Carnet d'un bibliothécaire numérique

Menu
  • À propos
  • En pratique
  • Éthique
  • Les bibliothécaires et moi
  • Édition académique
  • Conférences
Menu

Revenir à la source

Posted on 2025-12-022025-12-02 by Guillaume A. Pasquier

Qu’est-ce qu’une source ? Est-ce que ce concept est encore compris à l’heure des réponses par IA générative et des modèles de « recherche profonde » ? Quand trouve-t-elle sa place dans un processus d’écriture ? Et surtout, à quoi ça sert si ce n’est étaler sa science et étouffer la contradiction par appel à l’autorité ? Un billet d’humeur.

Qu’est-ce qu’une source ?

J’avais mentionné cette question en passant dans un billet sur l’IA générative, et je pense que c’est vraiment le fond d’un des nombreux problèmes que nous rencontrons dans notre société de l’information. On semble oublier qu’une source primaire, c’est une archive, un témoignage, des données chiffrées, ou un travail de recherche original comme une publication scientifique. Une source secondaire se base sur des sources primaires pour en tirer une analyse ou une synthèse, comme le travail d’une journaliste. Un article ou billet d’opinion comme celui-ci n’est une source que sur les positions de son autrice, même s’il peut comprendre des sources pour les affirmations qu’il contient.

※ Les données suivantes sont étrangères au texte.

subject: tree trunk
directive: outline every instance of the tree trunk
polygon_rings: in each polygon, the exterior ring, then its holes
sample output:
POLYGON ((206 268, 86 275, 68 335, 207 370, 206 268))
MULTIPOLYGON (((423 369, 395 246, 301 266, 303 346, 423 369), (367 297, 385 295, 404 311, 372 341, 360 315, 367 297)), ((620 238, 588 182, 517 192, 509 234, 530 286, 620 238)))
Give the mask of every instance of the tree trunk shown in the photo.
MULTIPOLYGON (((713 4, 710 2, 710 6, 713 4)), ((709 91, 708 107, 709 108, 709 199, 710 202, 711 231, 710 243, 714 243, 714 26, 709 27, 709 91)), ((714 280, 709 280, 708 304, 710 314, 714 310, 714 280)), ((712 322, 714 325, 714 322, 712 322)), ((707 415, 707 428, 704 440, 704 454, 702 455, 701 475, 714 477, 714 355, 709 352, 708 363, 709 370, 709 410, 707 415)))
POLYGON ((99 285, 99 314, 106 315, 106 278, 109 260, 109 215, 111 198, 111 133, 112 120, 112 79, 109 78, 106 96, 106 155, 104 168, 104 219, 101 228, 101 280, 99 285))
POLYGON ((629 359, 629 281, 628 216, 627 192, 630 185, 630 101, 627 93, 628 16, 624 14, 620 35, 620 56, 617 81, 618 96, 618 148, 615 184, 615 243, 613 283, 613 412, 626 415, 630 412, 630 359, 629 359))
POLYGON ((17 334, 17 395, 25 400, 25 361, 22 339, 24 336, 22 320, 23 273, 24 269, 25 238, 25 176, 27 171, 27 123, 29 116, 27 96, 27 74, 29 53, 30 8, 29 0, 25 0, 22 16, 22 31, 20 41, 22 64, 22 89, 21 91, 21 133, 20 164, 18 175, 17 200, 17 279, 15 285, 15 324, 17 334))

Le deuxième degré serait de s’interroger sur ce qui rend une source fiable. Exercice plus difficile, qui renvoie à l’expertise, à la pertinence, à CRAAP et autres méthodes d’évaluation, toutes limitées et propres à être biaisées elles aussi par leurs utilisatrices. Comme le répètent les cours inspirés par le cadre de l’ACRL sur la littératie informationnelle , « l’autorité est construite et contextuelle« . Elle s’inscrit dans un cadre précis et reste sujette à vérification. Je ne vais donc pas me lancer sur ce sujet miné, tant il est plus facile d’identifier la non-fiabilité (erreurs, mensonges démontrables) que la fiabilité elle-même.

Les IA génératives sont-elles des sources ?

La réponse est aisée : la production d’un GPT (generative pre-trained transformer, soit un type d' »IA générative ») n’est pas une source primaire ou même secondaire. C’est, pour filer la métaphore aquatique, une machine à recombiner artificiellement des atomes d’hydrogène et d’oxygène puisés dans les océans pour créer des molécules d’eau (texte, image, son).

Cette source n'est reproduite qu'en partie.